Jak mówił, strona polska przekonała sojusznikom w NATO, że bez adekwatnego wzmocnienia polskiego nieba samolotami NATO, nie jesteśmy w stanie przekazać MiG-ów Ukrainie. Dopytywany, czy otrzymamy zatem samoloty z NATO, abyśmy mogli przekazać nasze MiG-i Ukrainie, wiceszef MON zaznaczył, że "na razie nie ma takiej decyzji". "To oznacza również, że na razie nie ma decyzji polskiej o przekazaniu MiG-ów na Ukrainę" – doprecyzował.

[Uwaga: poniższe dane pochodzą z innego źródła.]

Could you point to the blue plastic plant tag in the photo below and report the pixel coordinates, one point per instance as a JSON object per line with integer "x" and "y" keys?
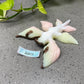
{"x": 28, "y": 53}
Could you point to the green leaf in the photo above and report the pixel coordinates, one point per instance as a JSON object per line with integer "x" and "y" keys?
{"x": 1, "y": 12}
{"x": 7, "y": 5}
{"x": 67, "y": 38}
{"x": 40, "y": 7}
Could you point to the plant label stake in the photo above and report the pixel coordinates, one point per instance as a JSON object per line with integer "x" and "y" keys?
{"x": 59, "y": 32}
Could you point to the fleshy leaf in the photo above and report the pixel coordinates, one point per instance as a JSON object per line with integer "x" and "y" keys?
{"x": 51, "y": 54}
{"x": 40, "y": 7}
{"x": 58, "y": 22}
{"x": 46, "y": 25}
{"x": 30, "y": 33}
{"x": 7, "y": 5}
{"x": 66, "y": 38}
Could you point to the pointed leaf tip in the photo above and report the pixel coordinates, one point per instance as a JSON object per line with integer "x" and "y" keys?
{"x": 40, "y": 7}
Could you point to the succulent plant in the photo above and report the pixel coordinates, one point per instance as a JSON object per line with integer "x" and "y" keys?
{"x": 51, "y": 51}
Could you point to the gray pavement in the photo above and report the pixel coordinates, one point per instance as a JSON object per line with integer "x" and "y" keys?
{"x": 68, "y": 69}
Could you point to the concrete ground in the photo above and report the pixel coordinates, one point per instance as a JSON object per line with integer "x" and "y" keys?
{"x": 68, "y": 69}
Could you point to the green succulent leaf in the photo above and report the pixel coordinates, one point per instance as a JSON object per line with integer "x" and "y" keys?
{"x": 40, "y": 7}
{"x": 67, "y": 38}
{"x": 7, "y": 5}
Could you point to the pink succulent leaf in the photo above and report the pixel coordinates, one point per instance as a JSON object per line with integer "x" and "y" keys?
{"x": 51, "y": 53}
{"x": 69, "y": 29}
{"x": 58, "y": 22}
{"x": 46, "y": 25}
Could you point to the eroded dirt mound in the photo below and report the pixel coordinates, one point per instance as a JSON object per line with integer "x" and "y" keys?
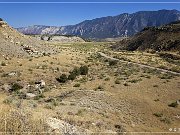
{"x": 164, "y": 38}
{"x": 15, "y": 44}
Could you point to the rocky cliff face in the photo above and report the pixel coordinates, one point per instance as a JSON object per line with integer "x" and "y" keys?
{"x": 112, "y": 26}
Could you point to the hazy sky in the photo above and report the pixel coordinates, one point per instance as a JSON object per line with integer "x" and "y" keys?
{"x": 21, "y": 14}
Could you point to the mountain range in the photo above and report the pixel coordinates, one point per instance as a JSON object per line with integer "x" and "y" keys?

Premier Donald Tusk w czasie konferencji powiedział, że Polska nie może ich "po prostu przekazać" samolotów MiG-29, bo one pełnią dziś funkcję natowskiego Air Policing. Podkreślił jednak, że jeśli tylko sojusznicy w NATO pozwolą Polsce zastąpić MiG-i innymi samolotami, i zostanie zachowana równowaga, to będzie przekonywał dowódców, aby przekazać Ukrainie te myśliwce.

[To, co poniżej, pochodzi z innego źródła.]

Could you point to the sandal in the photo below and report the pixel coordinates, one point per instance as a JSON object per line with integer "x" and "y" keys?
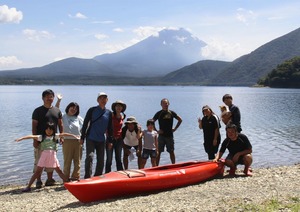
{"x": 27, "y": 189}
{"x": 248, "y": 172}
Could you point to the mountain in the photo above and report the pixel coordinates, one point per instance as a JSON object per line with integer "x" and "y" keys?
{"x": 286, "y": 75}
{"x": 198, "y": 73}
{"x": 156, "y": 55}
{"x": 248, "y": 69}
{"x": 70, "y": 69}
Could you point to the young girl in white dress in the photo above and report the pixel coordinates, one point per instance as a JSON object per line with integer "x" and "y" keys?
{"x": 48, "y": 157}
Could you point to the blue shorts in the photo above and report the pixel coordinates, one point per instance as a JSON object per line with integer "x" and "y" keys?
{"x": 148, "y": 152}
{"x": 129, "y": 147}
{"x": 240, "y": 160}
{"x": 167, "y": 142}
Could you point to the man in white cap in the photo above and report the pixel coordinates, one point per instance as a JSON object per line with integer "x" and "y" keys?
{"x": 97, "y": 122}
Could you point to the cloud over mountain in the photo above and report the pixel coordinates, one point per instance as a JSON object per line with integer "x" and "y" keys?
{"x": 156, "y": 55}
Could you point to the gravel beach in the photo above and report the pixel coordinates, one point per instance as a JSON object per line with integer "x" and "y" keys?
{"x": 277, "y": 185}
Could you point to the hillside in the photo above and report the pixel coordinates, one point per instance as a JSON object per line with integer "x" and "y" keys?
{"x": 286, "y": 75}
{"x": 199, "y": 73}
{"x": 171, "y": 57}
{"x": 247, "y": 69}
{"x": 157, "y": 55}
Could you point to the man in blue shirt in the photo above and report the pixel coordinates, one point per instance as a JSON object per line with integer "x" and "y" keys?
{"x": 239, "y": 148}
{"x": 97, "y": 122}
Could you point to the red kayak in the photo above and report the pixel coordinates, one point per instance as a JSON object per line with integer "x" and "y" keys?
{"x": 136, "y": 181}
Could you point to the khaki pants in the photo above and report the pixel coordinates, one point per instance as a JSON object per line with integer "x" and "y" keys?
{"x": 72, "y": 151}
{"x": 37, "y": 154}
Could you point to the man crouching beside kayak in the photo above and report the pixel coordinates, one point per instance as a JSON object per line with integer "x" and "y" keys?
{"x": 239, "y": 148}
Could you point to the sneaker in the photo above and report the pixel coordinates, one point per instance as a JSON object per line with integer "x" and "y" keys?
{"x": 248, "y": 172}
{"x": 38, "y": 184}
{"x": 232, "y": 171}
{"x": 50, "y": 182}
{"x": 27, "y": 189}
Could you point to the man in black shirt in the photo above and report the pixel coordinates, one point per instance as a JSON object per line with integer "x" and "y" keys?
{"x": 239, "y": 148}
{"x": 165, "y": 120}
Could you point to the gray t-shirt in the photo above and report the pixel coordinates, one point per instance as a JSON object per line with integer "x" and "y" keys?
{"x": 149, "y": 139}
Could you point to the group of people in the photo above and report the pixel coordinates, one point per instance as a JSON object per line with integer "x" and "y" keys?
{"x": 238, "y": 144}
{"x": 106, "y": 131}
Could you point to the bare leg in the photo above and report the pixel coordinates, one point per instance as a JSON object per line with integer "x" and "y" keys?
{"x": 36, "y": 174}
{"x": 125, "y": 158}
{"x": 143, "y": 163}
{"x": 61, "y": 174}
{"x": 172, "y": 157}
{"x": 158, "y": 158}
{"x": 232, "y": 166}
{"x": 153, "y": 162}
{"x": 247, "y": 161}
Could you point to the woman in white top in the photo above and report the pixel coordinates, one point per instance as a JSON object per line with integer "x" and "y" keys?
{"x": 72, "y": 148}
{"x": 131, "y": 134}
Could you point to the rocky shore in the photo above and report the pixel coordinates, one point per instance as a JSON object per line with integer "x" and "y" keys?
{"x": 273, "y": 189}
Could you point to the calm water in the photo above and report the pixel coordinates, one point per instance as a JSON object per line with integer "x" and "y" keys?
{"x": 270, "y": 118}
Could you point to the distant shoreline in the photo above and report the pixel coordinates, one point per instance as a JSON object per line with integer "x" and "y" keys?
{"x": 275, "y": 186}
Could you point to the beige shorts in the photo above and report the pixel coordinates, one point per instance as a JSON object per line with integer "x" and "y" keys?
{"x": 37, "y": 155}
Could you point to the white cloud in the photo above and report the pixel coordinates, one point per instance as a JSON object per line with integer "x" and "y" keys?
{"x": 101, "y": 36}
{"x": 181, "y": 39}
{"x": 144, "y": 32}
{"x": 217, "y": 49}
{"x": 36, "y": 35}
{"x": 245, "y": 16}
{"x": 10, "y": 15}
{"x": 102, "y": 22}
{"x": 118, "y": 30}
{"x": 78, "y": 15}
{"x": 9, "y": 61}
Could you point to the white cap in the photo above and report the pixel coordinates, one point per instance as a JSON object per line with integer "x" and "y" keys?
{"x": 101, "y": 94}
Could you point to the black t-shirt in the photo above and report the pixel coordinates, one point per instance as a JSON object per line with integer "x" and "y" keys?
{"x": 236, "y": 116}
{"x": 209, "y": 126}
{"x": 242, "y": 143}
{"x": 165, "y": 121}
{"x": 44, "y": 115}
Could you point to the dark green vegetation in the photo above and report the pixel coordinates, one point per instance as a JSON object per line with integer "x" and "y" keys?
{"x": 293, "y": 204}
{"x": 286, "y": 75}
{"x": 244, "y": 71}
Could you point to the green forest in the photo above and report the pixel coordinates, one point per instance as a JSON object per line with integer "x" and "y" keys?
{"x": 285, "y": 75}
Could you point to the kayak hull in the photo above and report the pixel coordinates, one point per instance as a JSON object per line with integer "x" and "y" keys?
{"x": 135, "y": 181}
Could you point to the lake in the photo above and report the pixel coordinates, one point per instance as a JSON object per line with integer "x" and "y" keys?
{"x": 270, "y": 119}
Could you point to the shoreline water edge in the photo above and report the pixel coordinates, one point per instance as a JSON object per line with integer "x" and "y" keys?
{"x": 269, "y": 189}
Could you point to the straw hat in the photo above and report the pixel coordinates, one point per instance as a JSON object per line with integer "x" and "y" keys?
{"x": 118, "y": 102}
{"x": 131, "y": 119}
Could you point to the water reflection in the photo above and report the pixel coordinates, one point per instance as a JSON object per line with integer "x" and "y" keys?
{"x": 270, "y": 118}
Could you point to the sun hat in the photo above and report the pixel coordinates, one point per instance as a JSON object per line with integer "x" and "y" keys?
{"x": 131, "y": 119}
{"x": 206, "y": 107}
{"x": 101, "y": 94}
{"x": 118, "y": 102}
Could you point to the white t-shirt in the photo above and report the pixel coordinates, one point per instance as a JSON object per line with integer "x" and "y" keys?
{"x": 131, "y": 138}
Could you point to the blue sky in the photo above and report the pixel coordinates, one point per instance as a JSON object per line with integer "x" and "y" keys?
{"x": 35, "y": 33}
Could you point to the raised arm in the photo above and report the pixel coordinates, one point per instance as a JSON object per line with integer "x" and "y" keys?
{"x": 59, "y": 98}
{"x": 35, "y": 137}
{"x": 179, "y": 121}
{"x": 69, "y": 134}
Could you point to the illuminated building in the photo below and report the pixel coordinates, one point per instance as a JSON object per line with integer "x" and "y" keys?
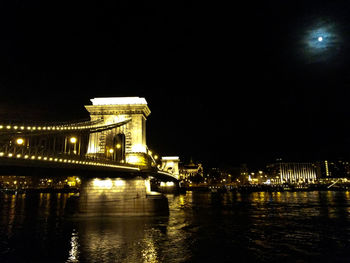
{"x": 190, "y": 170}
{"x": 170, "y": 164}
{"x": 333, "y": 169}
{"x": 126, "y": 143}
{"x": 294, "y": 173}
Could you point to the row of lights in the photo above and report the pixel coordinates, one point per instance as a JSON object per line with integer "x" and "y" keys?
{"x": 20, "y": 141}
{"x": 30, "y": 128}
{"x": 52, "y": 159}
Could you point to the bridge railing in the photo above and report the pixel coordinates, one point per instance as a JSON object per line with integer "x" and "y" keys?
{"x": 23, "y": 153}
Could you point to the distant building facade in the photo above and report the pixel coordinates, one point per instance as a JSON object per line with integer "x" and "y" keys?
{"x": 292, "y": 172}
{"x": 190, "y": 170}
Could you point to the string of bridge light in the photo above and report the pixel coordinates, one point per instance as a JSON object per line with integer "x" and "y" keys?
{"x": 61, "y": 160}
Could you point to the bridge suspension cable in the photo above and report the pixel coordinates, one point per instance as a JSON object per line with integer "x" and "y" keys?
{"x": 90, "y": 127}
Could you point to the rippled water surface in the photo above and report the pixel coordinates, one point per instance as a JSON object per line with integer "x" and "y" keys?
{"x": 201, "y": 227}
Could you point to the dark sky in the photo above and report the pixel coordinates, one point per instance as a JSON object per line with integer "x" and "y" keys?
{"x": 246, "y": 82}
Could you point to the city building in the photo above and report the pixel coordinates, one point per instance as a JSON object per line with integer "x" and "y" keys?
{"x": 333, "y": 169}
{"x": 170, "y": 164}
{"x": 190, "y": 170}
{"x": 294, "y": 173}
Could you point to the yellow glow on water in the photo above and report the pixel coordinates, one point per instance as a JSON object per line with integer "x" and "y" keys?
{"x": 19, "y": 141}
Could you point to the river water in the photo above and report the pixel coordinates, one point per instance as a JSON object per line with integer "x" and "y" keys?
{"x": 201, "y": 227}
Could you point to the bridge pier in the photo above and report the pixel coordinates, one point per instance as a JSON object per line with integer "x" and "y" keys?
{"x": 119, "y": 197}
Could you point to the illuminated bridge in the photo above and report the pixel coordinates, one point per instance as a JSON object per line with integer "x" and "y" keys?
{"x": 112, "y": 142}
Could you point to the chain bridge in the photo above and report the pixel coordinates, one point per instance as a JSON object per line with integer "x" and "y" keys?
{"x": 112, "y": 142}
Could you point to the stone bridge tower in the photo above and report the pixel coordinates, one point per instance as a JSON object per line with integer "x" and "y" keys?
{"x": 126, "y": 143}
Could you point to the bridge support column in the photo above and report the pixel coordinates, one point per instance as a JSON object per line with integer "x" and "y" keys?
{"x": 134, "y": 111}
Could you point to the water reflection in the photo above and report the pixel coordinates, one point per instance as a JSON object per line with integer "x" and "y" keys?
{"x": 74, "y": 251}
{"x": 114, "y": 197}
{"x": 201, "y": 227}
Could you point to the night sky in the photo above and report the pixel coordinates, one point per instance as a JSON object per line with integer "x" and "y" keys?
{"x": 242, "y": 83}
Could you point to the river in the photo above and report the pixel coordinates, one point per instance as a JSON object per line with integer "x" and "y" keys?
{"x": 200, "y": 227}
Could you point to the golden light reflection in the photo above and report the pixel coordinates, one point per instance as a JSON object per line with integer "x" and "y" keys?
{"x": 74, "y": 250}
{"x": 107, "y": 183}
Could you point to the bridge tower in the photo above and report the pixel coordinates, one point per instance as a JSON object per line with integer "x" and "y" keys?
{"x": 126, "y": 143}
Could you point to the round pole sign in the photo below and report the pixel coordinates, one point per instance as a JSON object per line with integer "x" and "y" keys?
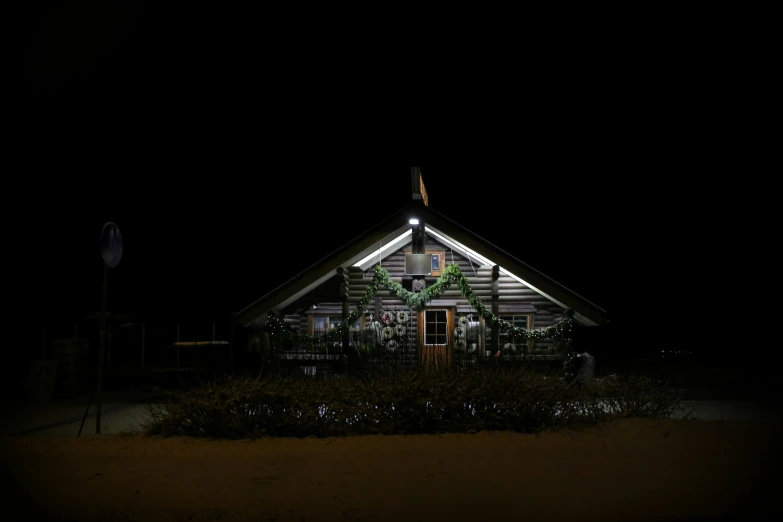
{"x": 111, "y": 244}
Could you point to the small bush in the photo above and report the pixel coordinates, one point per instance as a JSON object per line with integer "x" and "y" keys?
{"x": 412, "y": 402}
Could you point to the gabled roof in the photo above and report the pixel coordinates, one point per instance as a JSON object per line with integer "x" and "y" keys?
{"x": 394, "y": 232}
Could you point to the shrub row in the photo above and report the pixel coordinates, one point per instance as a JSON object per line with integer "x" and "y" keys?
{"x": 413, "y": 402}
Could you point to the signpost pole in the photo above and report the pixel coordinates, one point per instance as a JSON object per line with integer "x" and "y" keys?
{"x": 102, "y": 349}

Jak mówił Tusk: „Ale podkreślam, i to mówiłem uczciwie prezydentowi [przyp. red. Zełenskiemu]: to nie może być z uszczerbkiem dla bezpieczeństwa Polski. Ukraina jest w dużo gorszej, dużo bardziej niebezpiecznej sytuacji niż Polska, ale niestety, muszę powiedzieć, że po Ukrainie my jesteśmy w sytuacji najbardziej wymagającej. Dlatego tak ostrożnie - bo chcemy być serio - deklarujemy to, co naprawdę jesteśmy w stanie zrobić” - powiedział Tusk.

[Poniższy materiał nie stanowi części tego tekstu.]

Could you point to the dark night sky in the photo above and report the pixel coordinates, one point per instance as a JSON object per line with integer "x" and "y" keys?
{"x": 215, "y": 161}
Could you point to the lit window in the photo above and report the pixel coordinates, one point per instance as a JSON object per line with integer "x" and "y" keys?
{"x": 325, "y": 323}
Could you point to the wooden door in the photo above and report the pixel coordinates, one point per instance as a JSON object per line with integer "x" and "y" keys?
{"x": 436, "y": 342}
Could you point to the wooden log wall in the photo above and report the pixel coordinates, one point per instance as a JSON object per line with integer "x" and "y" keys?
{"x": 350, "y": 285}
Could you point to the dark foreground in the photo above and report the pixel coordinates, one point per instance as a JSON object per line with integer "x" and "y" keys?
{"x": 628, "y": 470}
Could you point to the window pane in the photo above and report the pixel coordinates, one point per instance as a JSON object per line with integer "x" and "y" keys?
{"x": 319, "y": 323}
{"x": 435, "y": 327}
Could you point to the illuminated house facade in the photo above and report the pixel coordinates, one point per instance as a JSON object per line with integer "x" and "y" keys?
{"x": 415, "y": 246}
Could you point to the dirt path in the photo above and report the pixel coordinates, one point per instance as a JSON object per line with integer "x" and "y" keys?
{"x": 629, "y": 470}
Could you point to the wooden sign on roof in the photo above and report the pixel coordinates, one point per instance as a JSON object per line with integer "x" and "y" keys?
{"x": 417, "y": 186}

Polska dotychczas przekazała Ukrainie 10 samolotów MiG-29. Obecnie w służbie Sił Powietrznych RP znajduje się 14 takich maszyn. W kwietniu ubiegłego roku, ówczesny szef Biura Polityki Międzynarodowej w Kancelarii Prezydenta RP Marcin Przydacz informował, że Polska przekazała Ukrainie pierwsze myśliwce MiG-29.
PM/PAP
Listen on Spreaker.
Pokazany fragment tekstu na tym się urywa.